The chair of the US Senate banking committee has written to four major banks, including Credit Suisse and Nomura, seeking answers about the implosion of Archegos Capital, in a sign that lawmakers in Washington are ramping up scrutiny of family offices and their lenders.
Sherrod Brown, the Democratic senator from Ohio who chairs the powerful committee, on Thursday sent letters to Credit Suisse, Nomura, Goldman Sachs and Morgan Stanley asking for detailed explanations of their dealings with Bill Hwang’s Archegos and family offices more broadly. Brown gave the lenders two weeks to reply to his request.
“I am troubled, but not surprised, by the news reports that Archegos entered into risky derivatives transactions facilitated by major investment banks, resulting in panicked selling of stocks worth tens of billions of dollars and those banks collectively losing nearly $10bn,” Brown said in his letter to Crystal Lalime, general counsel at Credit Suisse.
“The details and ultimate consequence of Archegos’s failure remain to be seen, but the massive transactions, and losses, raise several questions regarding Credit Suisse’s relationship with Archegos and the treatment of so-called family offices, Hwang’s history, and the transactions that have been mentioned in news reports,” Brown added.
The intervention comes after several big banks warned investors and regulators that they stood to lose billions of dollars from their dealings with Archegos — a family office run by Hwang, a former hedge fund manager — after the firm failed to meet margin calls.
Earlier this week, Credit Suisse revealed a $4.7bn loss tied to the blow-up of Archegos’s trades, higher than earlier estimates. Credit Suisse was one of multiple lenders that acted as a prime broker to Hwang, allowing the family office to make highly leveraged bets on US and Chinese stocks.
Hwang set up the family office in 2013, after shutting Tiger Asia Management, the hedge fund he founded in 2001, in the wake of insider trading allegations and $44m settlement with the US Securities and Exchange Commission. Family offices are more loosely regulated than other investment vehicles, with fewer disclosure requirements.
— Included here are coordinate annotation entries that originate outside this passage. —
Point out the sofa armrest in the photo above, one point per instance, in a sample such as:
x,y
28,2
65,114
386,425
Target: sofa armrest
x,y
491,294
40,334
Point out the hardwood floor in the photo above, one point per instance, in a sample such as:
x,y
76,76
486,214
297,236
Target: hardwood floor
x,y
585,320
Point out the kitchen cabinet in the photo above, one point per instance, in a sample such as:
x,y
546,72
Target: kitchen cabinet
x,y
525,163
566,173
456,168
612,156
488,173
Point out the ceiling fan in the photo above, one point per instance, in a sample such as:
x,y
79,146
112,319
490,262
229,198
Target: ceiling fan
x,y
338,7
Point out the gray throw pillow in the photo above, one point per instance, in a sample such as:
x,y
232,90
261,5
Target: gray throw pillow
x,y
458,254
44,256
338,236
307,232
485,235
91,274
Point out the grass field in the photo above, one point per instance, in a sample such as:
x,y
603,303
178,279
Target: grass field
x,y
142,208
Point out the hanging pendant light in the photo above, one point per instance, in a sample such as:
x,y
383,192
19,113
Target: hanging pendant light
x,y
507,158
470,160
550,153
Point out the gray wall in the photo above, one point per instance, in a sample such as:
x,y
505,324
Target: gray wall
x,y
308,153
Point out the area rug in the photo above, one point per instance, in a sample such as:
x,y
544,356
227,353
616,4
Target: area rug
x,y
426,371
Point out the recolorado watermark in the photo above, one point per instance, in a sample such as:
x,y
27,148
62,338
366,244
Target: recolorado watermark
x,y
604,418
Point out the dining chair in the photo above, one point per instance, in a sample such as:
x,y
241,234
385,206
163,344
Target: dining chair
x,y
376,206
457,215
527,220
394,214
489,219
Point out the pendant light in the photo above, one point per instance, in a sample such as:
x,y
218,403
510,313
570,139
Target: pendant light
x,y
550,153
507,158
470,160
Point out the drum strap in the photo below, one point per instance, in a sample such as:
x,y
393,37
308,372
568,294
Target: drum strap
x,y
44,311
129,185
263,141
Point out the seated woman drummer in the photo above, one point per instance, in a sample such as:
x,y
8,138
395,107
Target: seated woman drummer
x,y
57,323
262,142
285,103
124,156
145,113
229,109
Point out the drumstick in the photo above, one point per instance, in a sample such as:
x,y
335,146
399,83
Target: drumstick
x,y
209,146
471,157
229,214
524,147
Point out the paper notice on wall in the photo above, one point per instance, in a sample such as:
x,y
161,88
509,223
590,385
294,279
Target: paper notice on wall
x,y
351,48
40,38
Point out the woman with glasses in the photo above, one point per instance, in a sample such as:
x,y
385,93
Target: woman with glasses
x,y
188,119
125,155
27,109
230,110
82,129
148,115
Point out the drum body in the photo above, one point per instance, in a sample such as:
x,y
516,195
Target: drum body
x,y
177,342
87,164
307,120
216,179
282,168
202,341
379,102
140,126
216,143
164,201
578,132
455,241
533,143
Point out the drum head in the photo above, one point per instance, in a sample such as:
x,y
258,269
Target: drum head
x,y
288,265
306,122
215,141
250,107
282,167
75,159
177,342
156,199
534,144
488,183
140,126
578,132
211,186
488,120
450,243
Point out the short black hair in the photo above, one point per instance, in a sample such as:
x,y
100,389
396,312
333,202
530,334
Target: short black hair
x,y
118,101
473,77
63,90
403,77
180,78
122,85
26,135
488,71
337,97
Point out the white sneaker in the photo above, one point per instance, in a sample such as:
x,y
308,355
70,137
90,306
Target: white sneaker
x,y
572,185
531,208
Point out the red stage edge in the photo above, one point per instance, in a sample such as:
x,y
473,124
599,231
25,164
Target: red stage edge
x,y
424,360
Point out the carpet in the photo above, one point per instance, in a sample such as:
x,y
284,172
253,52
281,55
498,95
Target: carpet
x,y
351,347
Brown is the latest senior official seeking answers about the breakdown of Archegos.
Regulators, including the SEC and the UK’s Financial Conduct Authority have requested information from the banks involved. Finra, Wall Street’s self-regulatory body, has also contacted the lenders.
Other lawmakers on Capitol Hill have raised concerns about the situation, too. Elizabeth Warren, a Democratic senator from Massachusetts and vocal advocate for tighter financial regulations, told CNBC that the blow-up of Archegos had “all the makings of a dangerous situation — largely unregulated hedge fund, opaque derivatives, trading in private dark pools, high leverage, and a trader who wriggled out of the SEC’s enforcement”.
“Regulators need to rely on more than luck to fend off risks to the financial system: we need transparency and strong oversight to ensure that the next hedge fund blow-up doesn’t take the economy down with it,” she added.